The bill allows physician-owned hospitals to expand into some rural areas—potentially increasing local access and investment—but raises the risk of higher Medicare costs, fragmented care, and financial harm to independent rural hospitals.
Medicare beneficiaries in eligible rural areas may gain increased local inpatient access if physician-owned hospitals expand nearby.
Existing physician-owners and local health systems can invest to expand facilities in eligible rural locations, potentially improving service availability and preserving jobs for local healthcare workers.

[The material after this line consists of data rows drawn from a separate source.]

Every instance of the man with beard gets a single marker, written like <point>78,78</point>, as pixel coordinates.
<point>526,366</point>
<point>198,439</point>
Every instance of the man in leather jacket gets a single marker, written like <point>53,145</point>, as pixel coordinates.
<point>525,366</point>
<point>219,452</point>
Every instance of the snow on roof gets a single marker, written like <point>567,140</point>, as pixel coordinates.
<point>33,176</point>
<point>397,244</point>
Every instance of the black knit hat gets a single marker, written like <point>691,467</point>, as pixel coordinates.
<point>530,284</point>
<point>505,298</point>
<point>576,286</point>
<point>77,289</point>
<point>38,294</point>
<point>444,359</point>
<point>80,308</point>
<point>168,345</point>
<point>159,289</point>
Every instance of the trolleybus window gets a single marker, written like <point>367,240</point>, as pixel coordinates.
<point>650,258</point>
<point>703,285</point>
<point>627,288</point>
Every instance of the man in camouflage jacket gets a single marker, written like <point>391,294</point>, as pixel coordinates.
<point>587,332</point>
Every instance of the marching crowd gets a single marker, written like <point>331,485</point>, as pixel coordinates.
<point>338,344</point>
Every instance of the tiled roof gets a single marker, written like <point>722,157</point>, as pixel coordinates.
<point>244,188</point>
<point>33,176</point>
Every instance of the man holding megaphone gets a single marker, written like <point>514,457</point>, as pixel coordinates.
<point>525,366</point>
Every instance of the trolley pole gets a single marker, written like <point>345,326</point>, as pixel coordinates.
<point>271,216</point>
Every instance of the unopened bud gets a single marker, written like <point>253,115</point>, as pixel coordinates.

Taxpayers and Medicare beneficiaries may face higher Medicare spending if physician-owned hospitals add more profitable services, increasing federal costs and possibly beneficiary cost-sharing.
Independent rural hospitals and rural communities could be disadvantaged if profitable services shift to physician-owned facilities, weakening those hospitals' finances and threatening long-term local access to care.
Hospitals and Medicare beneficiaries may experience fragmented care if patients are steered toward physician-owned facilities, undermining coordination at existing community hospitals.
Based on analysis of 2 sections of legislative text.
Removes the federal ban on expansion of existing physician-owned hospitals in rural areas that meet a 35-mile (15-mile in mountainous/secondary-road areas) distance test.
Introduced March 18, 2025 by H. Morgan Griffith · Last progress March 18, 2025
Allows existing physician-owned hospitals in qualifying rural areas to expand by removing a federal prohibition that previously blocked such expansions. It defines a "covered rural hospital" as one located in a designated rural area and that, at enrollment, is more than a 35-mile drive (or more than 15 miles in mountainous/secondary-road areas) from another hospital or critical access hospital. The change takes effect on enactment and does not change Medicare payment rules or provide new funding; it only modifies the Stark self-referral restrictions to permit expansion of existing physician-owned hospitals that meet the distance-based rural test.